Joudrey nodded briskly. “On it, sir.”
They retreated to complete their tasks, and I was left with Kit, whose heavy stare I had avoided up ’til then.
“You can tell your mother I’m fine,” he said, shifting uncomfortably. He looked tired. His hair was a wild mess, and his face was pale.
“You’re not. Clearly.” Kit’s eyes narrowed and his mouth pressed in a thin line, but he didn’t make a move to straighten up. “Ted and Mary-Alice seem to be missing, and—”
“What do you want from me, August?” His tone was weary and dismissive.
My temper flashed, but I pushed it down. Kit’s gaze strayed to the hallway, where the flash of the camera was going off and papers crinkled underfoot.
“I don’t want anything,” I protested, my shoulders rising slightly before I intentionally lowered them.
He wasn’t trying to hurt me. He was going through a difficult time, and I needed to manage some compassion.
It was the least Mum would expect. “It’s like I said. Mum was worried about you, and I—”
“Came to check on me for her. Okay, you did. So go ahead and let her know I'll be just fine. If I need anything else, I'll let her know myself. Oh, and thank her for her concern, would you? It's nice that someone cares.”
Fully aware of the pause in shuffling from the hallway, I kept my voice low and quiet, “I care, Kit.”
If I said more, I wouldn’t be able to contain the churning sea of emotion in my chest, stirred up under the gale force winds of being near Kit again. Of seeing him miserable and alone. The pebbles and shells of old feelings scattered loose, no matter how much I tried to shove them down.
Kit watched me with hawk eyes, the fear and pain he thought he was hiding so well peeking from their depths. It took effort to keep my expression impassive. Control of myself was something I’d mastered in the devastation Kit left behind.
I wouldn’t ever forget. And obviously neither of us could forgive. So why was I here?
With apparent difficulty, Kit finally looked away from me, swallowing. “If you have to know, I'm rotten. My little brother is missing, his house was ransacked, and…” He drew in a breath. “I have no idea what I’m supposed to do now.”
“You hafta give the Mounties time to work. There could be a reasonable explanation—” Kit’s features telegraphed his skepticism as well as any words could. “Okay, maybe not. But it’s too early to get worked up.”

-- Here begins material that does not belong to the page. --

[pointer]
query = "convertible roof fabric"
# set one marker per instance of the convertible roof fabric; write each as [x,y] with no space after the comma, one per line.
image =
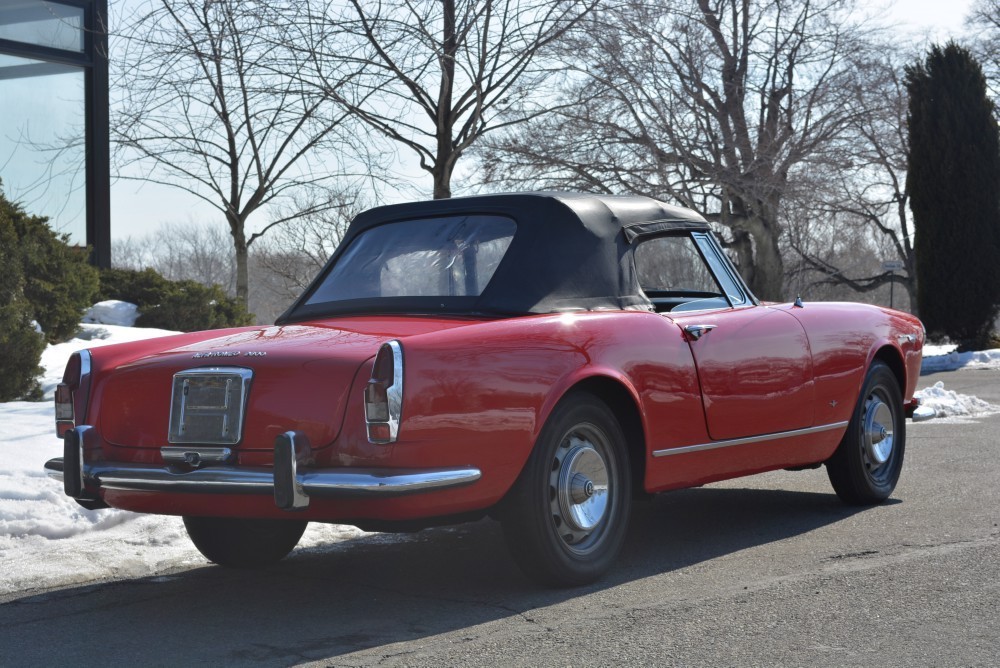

“Is it?” Kit asked, face twisting with grief. “Because I don’t even know how long they’ve been missing. I haven’t spoken to Ted in almost three weeks.”
“If Ted was missing so long his work would’ve noticed, wouldn’t they? His friends?” I pointed out, rational even if the ache in Kit’s voice got to me. “They’d have already been investigating. But they weren’t. So, he can’t have been gone long.”
Kit acknowledged that with a shaky nod. My hand itched to rest on his shoulder and squeeze in reassurance.
“Let me go talk to Constable Corbin. He’s a friend.” Maybe he’d tell me something he wouldn’t want to tell Kit. “See if they’ve gotten anywhere with the neighbours.”
Kit wet his lips, then pressed them together, eyes bleak. “All right.”
He looked around the kitchen helplessly, and this time I gave in to the urge to touch him and tried not to flinch when Kit’s shoulder tensed under my palm.